For many years the use of typography in new communication was confined to published touch points, while displays had limited capabilities. That situation has changed in recent years thanks to support for web fonts and apps’ distribution. However, this means that the typography of a brand needs to do more than provide voice to its words. It now needs to speak and in a host of situations that we humans haven’t encountered previously. We have never, in our background, talked through one which we wear on our hands, or a system that sits inside our pockets to people. Our fridges haven’t had to write us messages and our cars used to be more machine than consumer electronic equipment.
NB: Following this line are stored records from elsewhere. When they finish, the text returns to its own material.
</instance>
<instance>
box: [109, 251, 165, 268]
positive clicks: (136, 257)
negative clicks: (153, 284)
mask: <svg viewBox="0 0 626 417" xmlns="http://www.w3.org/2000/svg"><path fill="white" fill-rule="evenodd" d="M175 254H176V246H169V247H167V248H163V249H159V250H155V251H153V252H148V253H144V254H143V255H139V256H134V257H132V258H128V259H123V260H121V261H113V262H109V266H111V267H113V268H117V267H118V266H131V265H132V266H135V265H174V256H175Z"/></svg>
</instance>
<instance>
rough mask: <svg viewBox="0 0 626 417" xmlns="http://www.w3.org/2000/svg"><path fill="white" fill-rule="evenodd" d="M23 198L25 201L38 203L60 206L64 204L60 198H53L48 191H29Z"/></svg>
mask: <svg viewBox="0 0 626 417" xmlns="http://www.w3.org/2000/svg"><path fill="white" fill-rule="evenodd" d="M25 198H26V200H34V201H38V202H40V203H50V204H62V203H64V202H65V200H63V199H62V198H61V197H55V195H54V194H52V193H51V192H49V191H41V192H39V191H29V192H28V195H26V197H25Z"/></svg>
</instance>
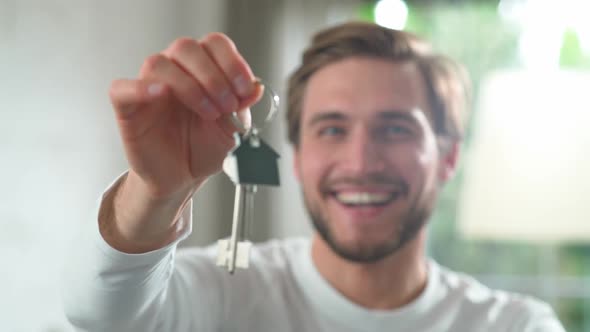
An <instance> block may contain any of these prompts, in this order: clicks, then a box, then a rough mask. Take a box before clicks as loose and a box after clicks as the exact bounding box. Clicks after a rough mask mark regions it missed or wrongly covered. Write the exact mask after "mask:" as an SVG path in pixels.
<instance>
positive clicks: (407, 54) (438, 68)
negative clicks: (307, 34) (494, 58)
mask: <svg viewBox="0 0 590 332" xmlns="http://www.w3.org/2000/svg"><path fill="white" fill-rule="evenodd" d="M254 80H255V77H254V75H253V74H252V72H251V70H250V68H249V66H248V65H247V63H246V62H245V61H244V59H243V58H242V57H241V56H240V54H239V53H238V51H237V50H236V48H235V46H234V45H233V43H232V42H231V40H229V39H228V38H227V37H226V36H224V35H221V34H210V35H208V36H206V37H205V38H203V39H201V40H199V41H195V40H191V39H179V40H177V41H175V42H174V43H172V44H171V46H170V47H169V48H167V49H166V50H164V51H162V52H161V53H160V54H157V55H154V56H151V57H149V58H148V59H147V60H146V61H145V63H144V65H143V67H142V69H141V72H140V75H139V78H138V79H135V80H119V81H115V82H114V83H113V86H112V89H111V100H112V102H113V106H114V109H115V113H116V118H117V122H118V125H119V128H120V133H121V137H122V140H123V143H124V146H125V152H126V154H127V158H128V160H129V166H130V169H129V172H128V173H127V174H126V175H124V176H123V177H122V178H121V179H119V180H117V181H116V182H115V183H114V185H113V186H112V187H111V188H110V189H109V190H108V191H107V192H106V193H105V195H104V196H103V200H102V202H101V206H100V209H99V215H98V222H93V223H91V224H90V225H91V227H90V230H89V232H88V234H87V236H86V237H84V238H83V240H84V241H82V242H83V243H82V244H81V245H80V246H79V247H77V248H76V250H75V252H74V254H75V255H74V256H75V257H72V259H71V260H70V263H69V270H68V272H67V273H66V278H65V283H66V287H65V294H64V295H65V298H64V302H65V308H66V313H67V315H68V318H69V319H70V321H71V322H72V323H73V324H74V325H75V326H77V327H79V328H81V329H84V330H88V331H429V332H430V331H432V332H434V331H563V328H562V327H561V325H560V323H559V321H558V320H557V318H556V317H555V315H554V313H553V311H552V310H551V309H550V307H549V306H548V305H546V304H544V303H541V302H539V301H537V300H534V299H532V298H529V297H525V296H521V295H516V294H509V293H506V292H501V291H494V290H490V289H488V288H486V287H484V286H483V285H481V284H479V283H477V282H476V281H475V280H473V279H471V278H469V277H467V276H464V275H461V274H458V273H454V272H452V271H449V270H447V269H445V268H443V267H441V266H439V265H437V264H436V263H435V262H433V261H432V260H430V259H428V258H426V257H425V252H424V247H425V241H426V231H425V227H424V225H425V224H426V222H427V220H428V218H429V217H430V214H431V212H432V210H433V207H434V205H435V200H436V197H437V193H438V190H439V188H440V187H441V186H442V185H443V184H444V183H445V182H446V181H447V180H448V179H449V178H451V177H452V175H453V172H454V170H455V167H456V164H457V159H458V155H459V144H460V140H461V137H462V134H463V131H464V121H463V118H464V115H463V113H464V109H465V105H466V98H465V95H466V90H467V86H466V85H465V81H464V79H463V76H462V74H461V70H460V68H459V66H457V65H455V64H454V63H453V62H452V61H450V60H449V59H446V58H444V57H442V56H439V55H436V54H434V53H432V52H431V51H430V49H429V48H428V45H427V44H426V43H424V42H423V41H421V40H419V39H418V38H416V37H415V36H413V35H411V34H408V33H405V32H400V31H393V30H388V29H385V28H382V27H379V26H376V25H372V24H366V23H349V24H344V25H341V26H337V27H334V28H330V29H327V30H325V31H322V32H320V33H319V34H317V35H316V36H315V38H314V40H313V43H312V45H311V46H310V47H309V49H308V50H307V51H306V52H305V54H304V56H303V62H302V64H301V66H300V67H299V68H298V69H297V71H295V73H294V74H293V75H292V77H291V79H290V82H289V100H288V104H289V105H288V113H287V120H288V124H289V139H290V141H291V143H292V144H293V148H294V170H295V175H296V177H297V179H298V180H299V183H300V184H301V187H302V192H303V196H304V200H305V204H306V207H307V210H308V212H309V215H310V218H311V220H312V222H313V224H314V226H315V229H316V233H315V234H314V236H313V238H312V239H311V240H306V239H292V240H283V241H271V242H269V243H266V244H260V245H258V246H257V247H255V249H254V252H253V253H252V257H251V267H250V268H249V269H247V270H239V271H238V272H237V273H236V274H235V275H233V276H230V275H229V274H227V272H226V271H225V270H223V269H221V268H218V267H217V266H215V255H216V253H215V249H214V248H207V249H198V248H195V249H186V250H182V251H179V252H176V250H175V249H176V245H177V243H178V242H179V241H181V240H182V239H183V238H184V237H186V236H187V235H188V233H189V232H190V231H191V226H190V222H191V197H192V195H193V193H194V192H195V191H196V190H198V188H199V186H200V185H202V184H203V182H204V181H206V179H207V178H208V177H209V176H211V175H213V174H214V173H216V172H218V171H219V170H220V169H221V165H222V161H223V159H224V157H225V156H226V154H227V153H228V151H230V149H231V148H232V146H233V144H234V140H233V139H232V134H233V133H234V132H235V130H236V129H235V128H234V127H233V126H232V124H231V122H230V121H228V113H231V112H235V111H237V110H243V109H246V108H247V107H248V106H249V105H251V104H253V103H255V102H256V101H257V100H258V99H259V98H260V96H261V93H262V87H260V86H258V85H256V84H254V83H253V82H254ZM241 116H242V118H244V119H246V120H247V118H248V114H247V113H244V112H242V113H241ZM230 204H231V203H230ZM97 226H98V227H97Z"/></svg>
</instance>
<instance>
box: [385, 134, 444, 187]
mask: <svg viewBox="0 0 590 332" xmlns="http://www.w3.org/2000/svg"><path fill="white" fill-rule="evenodd" d="M393 155H394V158H395V160H394V163H395V165H397V167H396V168H397V169H398V171H399V172H400V173H401V174H400V175H401V176H402V177H404V178H405V179H406V180H407V181H409V182H410V183H413V184H414V185H416V184H417V183H428V182H431V180H430V179H431V178H432V177H435V176H436V165H437V160H438V153H437V149H436V146H435V145H432V144H424V142H422V143H416V144H408V145H405V146H403V147H401V146H400V147H398V148H397V149H396V151H395V153H394V154H393Z"/></svg>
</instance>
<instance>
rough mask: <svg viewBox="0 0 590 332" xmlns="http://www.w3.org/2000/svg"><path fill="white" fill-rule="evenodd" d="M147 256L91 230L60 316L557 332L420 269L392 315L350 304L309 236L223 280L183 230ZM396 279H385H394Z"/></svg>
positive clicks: (281, 242) (259, 324) (531, 314)
mask: <svg viewBox="0 0 590 332" xmlns="http://www.w3.org/2000/svg"><path fill="white" fill-rule="evenodd" d="M190 209H191V206H190V205H189V207H188V208H187V209H186V210H185V211H184V213H183V216H182V221H181V225H184V226H183V227H184V228H185V229H184V235H183V236H182V237H180V238H179V239H178V240H177V241H176V242H175V243H172V244H170V245H169V246H167V247H165V248H162V249H160V250H156V251H153V252H149V253H145V254H139V255H132V254H125V253H121V252H119V251H117V250H115V249H113V248H111V247H110V246H109V245H108V244H107V243H106V242H105V241H104V240H103V238H102V237H101V236H100V233H99V231H98V226H97V222H96V221H94V222H92V223H89V225H88V226H89V227H88V229H87V232H86V233H85V235H84V236H82V237H81V238H80V241H78V242H77V244H76V246H75V248H74V249H75V250H72V251H71V256H72V257H71V259H70V260H69V263H68V266H67V267H66V271H65V274H64V279H63V280H64V285H63V299H64V305H65V311H66V315H67V316H68V318H69V319H70V321H71V322H72V323H73V324H74V325H75V326H77V327H78V328H79V329H80V330H82V331H92V332H94V331H109V332H116V331H121V332H123V331H124V332H135V331H137V332H140V331H141V332H150V331H165V332H176V331H187V332H188V331H191V332H193V331H240V332H249V331H251V332H277V331H281V332H291V331H292V332H302V331H314V332H318V331H339V332H340V331H342V332H349V331H350V332H353V331H355V332H356V331H392V332H395V331H404V332H405V331H411V332H443V331H452V332H462V331H466V332H467V331H468V332H478V331H498V332H510V331H514V332H517V331H518V332H533V331H534V332H541V331H547V332H548V331H552V332H562V331H564V329H563V327H562V326H561V324H560V323H559V321H558V319H557V318H556V316H555V314H554V312H553V311H552V309H551V308H550V307H549V306H548V305H547V304H544V303H542V302H540V301H538V300H535V299H533V298H531V297H526V296H523V295H518V294H513V293H507V292H502V291H496V290H491V289H489V288H487V287H485V286H483V285H481V284H480V283H478V282H477V281H475V280H474V279H472V278H470V277H468V276H465V275H462V274H458V273H455V272H452V271H449V270H447V269H445V268H443V267H441V266H439V265H438V264H437V263H435V262H434V261H432V260H430V261H429V263H428V281H427V285H426V288H425V290H424V291H423V292H422V294H421V295H420V296H419V297H418V298H416V299H415V300H414V301H413V302H411V303H410V304H408V305H406V306H404V307H402V308H399V309H396V310H369V309H366V308H363V307H361V306H359V305H356V304H355V303H353V302H351V301H349V300H348V299H347V298H345V297H344V296H342V295H341V294H340V293H339V292H338V291H336V290H335V289H334V288H333V287H331V285H330V284H329V283H328V282H327V281H326V280H325V279H323V277H322V276H321V275H320V274H319V272H318V271H317V269H316V268H315V266H314V264H313V262H312V259H311V252H310V247H311V245H310V241H309V240H308V239H288V240H281V241H278V240H275V241H271V242H268V243H265V244H260V245H256V246H254V247H253V250H252V252H251V263H250V268H249V269H247V270H241V269H239V270H238V271H236V273H235V274H234V275H229V274H228V273H227V270H224V269H222V268H220V267H218V266H216V265H215V258H216V250H215V248H214V247H209V248H205V249H202V248H190V249H180V250H178V251H177V250H176V246H177V243H178V242H179V241H181V240H182V239H183V238H185V237H186V235H188V233H190V231H191V230H190V222H188V221H190V220H191V211H190ZM394 277H395V276H392V278H394Z"/></svg>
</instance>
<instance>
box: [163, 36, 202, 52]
mask: <svg viewBox="0 0 590 332" xmlns="http://www.w3.org/2000/svg"><path fill="white" fill-rule="evenodd" d="M198 47H199V44H198V43H197V42H196V41H195V40H194V39H192V38H189V37H181V38H178V39H176V40H175V41H174V42H172V44H171V45H170V53H171V54H172V56H177V55H179V54H185V53H187V52H190V51H191V50H194V49H197V48H198Z"/></svg>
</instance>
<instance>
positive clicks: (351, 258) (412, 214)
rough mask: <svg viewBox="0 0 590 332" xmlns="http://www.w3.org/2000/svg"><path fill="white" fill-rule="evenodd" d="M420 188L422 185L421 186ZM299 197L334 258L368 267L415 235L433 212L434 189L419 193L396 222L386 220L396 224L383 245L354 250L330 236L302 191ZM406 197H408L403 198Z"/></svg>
mask: <svg viewBox="0 0 590 332" xmlns="http://www.w3.org/2000/svg"><path fill="white" fill-rule="evenodd" d="M422 188H424V186H422ZM424 189H425V188H424ZM303 196H304V197H303V198H304V202H305V207H306V210H307V213H308V214H309V216H310V218H311V220H312V222H313V225H314V228H315V229H316V231H317V232H318V233H319V234H320V236H321V237H322V239H323V240H324V241H325V242H326V243H327V244H328V246H329V247H330V248H331V249H332V250H333V251H334V252H335V253H336V254H337V255H338V256H340V257H342V258H344V259H346V260H349V261H352V262H356V263H366V264H369V263H375V262H378V261H380V260H381V259H383V258H385V257H388V256H390V255H392V254H394V253H395V252H397V251H399V250H400V249H401V248H403V247H404V246H405V245H406V244H407V243H409V242H410V241H412V240H413V239H414V238H415V237H416V236H417V235H418V233H419V232H420V230H421V229H422V227H424V225H425V224H426V222H427V221H428V219H429V218H430V216H431V214H432V211H433V210H434V205H435V201H436V189H433V190H430V192H425V190H423V191H422V192H420V193H419V194H418V195H416V196H415V197H414V198H413V199H412V201H411V203H410V204H409V207H408V209H407V211H406V212H405V213H404V214H403V215H402V216H401V217H400V218H399V220H397V221H395V220H391V221H390V222H396V223H397V224H398V225H397V227H396V231H395V232H394V234H393V235H392V237H391V238H390V239H388V240H387V241H386V242H383V243H378V244H374V245H370V246H357V247H354V248H353V247H349V246H346V245H345V244H342V243H339V241H338V239H336V238H335V237H334V233H333V232H332V231H331V230H330V224H329V223H328V221H327V220H326V218H325V217H324V216H323V215H322V213H321V212H320V211H319V209H318V208H317V206H314V205H313V204H312V203H311V202H310V200H309V199H308V197H307V195H305V192H303ZM406 198H409V197H408V196H406ZM337 222H338V221H333V223H332V225H331V226H332V227H338V226H337V225H335V224H336V223H337Z"/></svg>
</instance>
Typography and electronic brand expression
Though the letterforms that define most of Latin typography have only changed reasonably in design over the course of their background (after all, letters must look just like letters), now’s reading surroundings are changing radically. For brands today, they have to get in touch with their audience by means of a variety of devices and in reading conditions that sometimes could be far from best. Under those circumstances, the clarity of this text is crucial. An company today, as an example, should cater to two prerequisites in its communication: on-brand messaging in its own traditional advertising and networking presence, and the demand for high legibility in its own HMI design. That luminous display in the dashboard isn’t an easy accessory anymore. It’s simultaneously a very powerful brand signal, and a device that needs while we drive down the highway to communicate efficiently and clearly. The exact same can be said for devices. They are a cool accessory and potent brand sign that needs while we go about our everyday lives to communicate. The need for legible communication in wearables is so new that Apple made a whole high-legibility typeface family for this , dubbed “San Francisco.”
And we find that in many instances and there are a variety of requirements for a display’s typography. There is the need for communication that is legible and a battle between brand identity. The typefaces may not be optimized for high legibility. There are two things we can do in order to address a problem, and the solutions to those questions aren’t too much into the future.
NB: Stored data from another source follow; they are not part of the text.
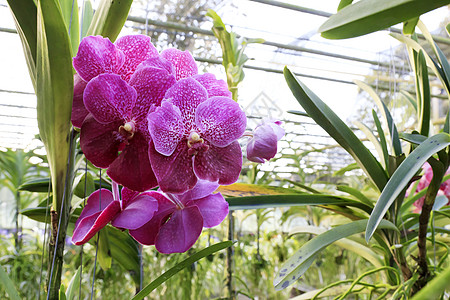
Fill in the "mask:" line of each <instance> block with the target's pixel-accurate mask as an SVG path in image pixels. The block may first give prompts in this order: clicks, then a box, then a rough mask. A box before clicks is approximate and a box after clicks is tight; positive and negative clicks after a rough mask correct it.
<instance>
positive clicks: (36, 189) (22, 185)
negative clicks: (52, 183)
mask: <svg viewBox="0 0 450 300" xmlns="http://www.w3.org/2000/svg"><path fill="white" fill-rule="evenodd" d="M49 183H50V178H39V179H33V180H30V181H27V182H25V183H23V184H22V185H21V186H20V187H19V190H21V191H28V192H35V193H48V192H49Z"/></svg>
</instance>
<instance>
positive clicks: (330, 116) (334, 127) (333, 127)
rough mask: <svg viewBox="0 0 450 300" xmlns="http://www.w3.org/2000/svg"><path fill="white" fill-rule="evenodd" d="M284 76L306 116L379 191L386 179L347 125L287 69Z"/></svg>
mask: <svg viewBox="0 0 450 300" xmlns="http://www.w3.org/2000/svg"><path fill="white" fill-rule="evenodd" d="M284 76H285V78H286V82H287V84H288V85H289V88H290V89H291V91H292V93H293V94H294V96H295V98H297V101H298V102H299V103H300V105H302V106H303V108H304V109H305V111H306V112H307V113H308V115H309V116H310V117H311V118H313V119H314V121H316V123H317V124H319V125H320V126H321V127H322V128H323V129H324V130H325V131H326V132H328V134H329V135H330V136H331V137H332V138H334V139H335V140H336V142H338V143H339V145H341V146H342V147H343V148H344V149H345V150H346V151H347V152H348V153H350V155H352V156H353V158H354V159H355V160H356V162H357V163H358V164H359V165H360V166H361V169H363V171H364V172H365V173H366V174H367V175H368V176H369V178H370V179H371V180H372V181H373V182H374V183H375V185H376V186H377V187H378V189H379V190H380V191H381V190H382V189H383V187H384V186H385V184H386V182H387V180H388V178H387V174H386V172H385V171H384V169H383V167H382V166H381V165H380V163H379V162H378V161H377V160H376V158H375V157H374V156H373V155H372V153H370V151H369V150H368V149H367V148H366V147H365V146H364V145H363V143H362V142H361V141H360V140H359V139H358V137H357V136H356V135H355V134H354V133H353V132H352V131H351V130H350V128H348V126H347V125H345V123H344V122H343V121H342V120H341V119H340V118H339V117H338V116H337V115H336V114H335V113H334V112H333V111H332V110H331V109H330V108H329V107H328V106H327V105H326V104H325V103H324V102H322V100H320V99H319V97H317V96H316V95H315V94H314V93H313V92H312V91H310V90H309V89H308V88H307V87H306V86H305V85H304V84H303V83H302V82H301V81H300V80H298V79H297V78H295V76H294V75H293V74H292V73H291V71H290V70H289V69H288V68H285V69H284Z"/></svg>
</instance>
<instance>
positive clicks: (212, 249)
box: [132, 241, 233, 300]
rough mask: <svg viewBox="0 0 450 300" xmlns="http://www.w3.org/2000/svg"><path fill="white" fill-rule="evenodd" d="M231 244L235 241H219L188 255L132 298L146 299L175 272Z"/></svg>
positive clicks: (156, 278)
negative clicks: (189, 254) (206, 247)
mask: <svg viewBox="0 0 450 300" xmlns="http://www.w3.org/2000/svg"><path fill="white" fill-rule="evenodd" d="M231 245H233V242H231V241H226V242H221V243H217V244H214V245H212V246H209V247H208V248H205V249H203V250H201V251H199V252H197V253H195V254H193V255H191V256H190V257H188V258H186V259H185V260H183V261H181V262H179V263H178V264H176V265H175V266H174V267H172V268H170V269H169V270H167V271H166V272H164V274H162V275H161V276H159V277H158V278H156V279H155V280H153V281H152V282H150V283H149V284H148V285H147V286H145V287H144V288H143V289H142V290H141V291H140V292H139V293H137V294H136V295H135V296H134V297H133V298H132V300H138V299H144V298H145V297H146V296H147V295H149V294H150V293H151V292H152V291H153V290H154V289H156V288H157V287H158V286H160V285H161V284H163V283H164V282H166V281H167V280H168V279H169V278H171V277H172V276H174V275H175V274H177V273H178V272H180V271H181V270H183V269H184V268H186V267H189V266H190V265H192V264H193V263H195V262H196V261H199V260H200V259H202V258H204V257H206V256H208V255H210V254H213V253H215V252H217V251H220V250H223V249H225V248H228V247H230V246H231Z"/></svg>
Optimising legibility through research
The very first thing we need to do would be to know more about designing interfaces and typefaces which are optimized for legibility. There are a number of typefaces that designers concur are legible, and research has backed this. In addition, we know quite a lot about how to manage typographic questions in UI layout. However, there is a great deal that we do not know to be able to quantify the effects of factors on legibility, and we need more study.
Information is consumed in brief bursts of focus wearables, as smartphones, automotive and electronic dashboards are glanced at hundreds of times per day. The glance is the new currency of the age and we need to know how to design for it. There’s a lack of research to guide design decisions or information is read and retained in glances, despite expanding consumer apparatus obsession. Recent study by Monotype and the MIT AgeLab has looked at the impact of size, weight, width, line length and even light on legibility, however there are a lot more questions to answer.
To that end, the MIT AgeLab together with Monotype have established the Clear Information Presentation (Clear-IP) consortium to drive research that investigates legibility and layout questions related to studying in short glances. The research focus is. The Clear-IP consortium will reach to work together to comprehend information presentation and typographic layout and also to set best practices for quick-glance reading. In a nutshell, their assignment is to scientifically assess the effect of our typographic design choices.
The line of investigation that we can take is to redefine branding typography. Is one typeface family able to answer the two branding and legibility requirements? Sometimes yes, and in other situations, no. This means that our way of branding has to be adjusted, and rather than talking about a typeface, then we need to speak a package to meet different functions based on where they are used. One example is the newly released family, Between, Akira Kobayashi, by Monotype Type Manager. It is a set of three dimensional families connected by design DNA that is common and they change in energy levels that vary to exceptionally energetic. An individual can imagine Between 2 being used for interface layout, while 3 and involving 1 are used for much more expressive typography.
The way ahead is through research and more experimentation on both the layout and scientific foundations. We need more study to guide our understanding of legibility and the reading process, and more layout experimentation to satisfy the functions. This merger of sciences and arts, and the resulting knowledge information, and a brand new design approach will enable brands to talk clearly and with a voice which reaches through the crowds.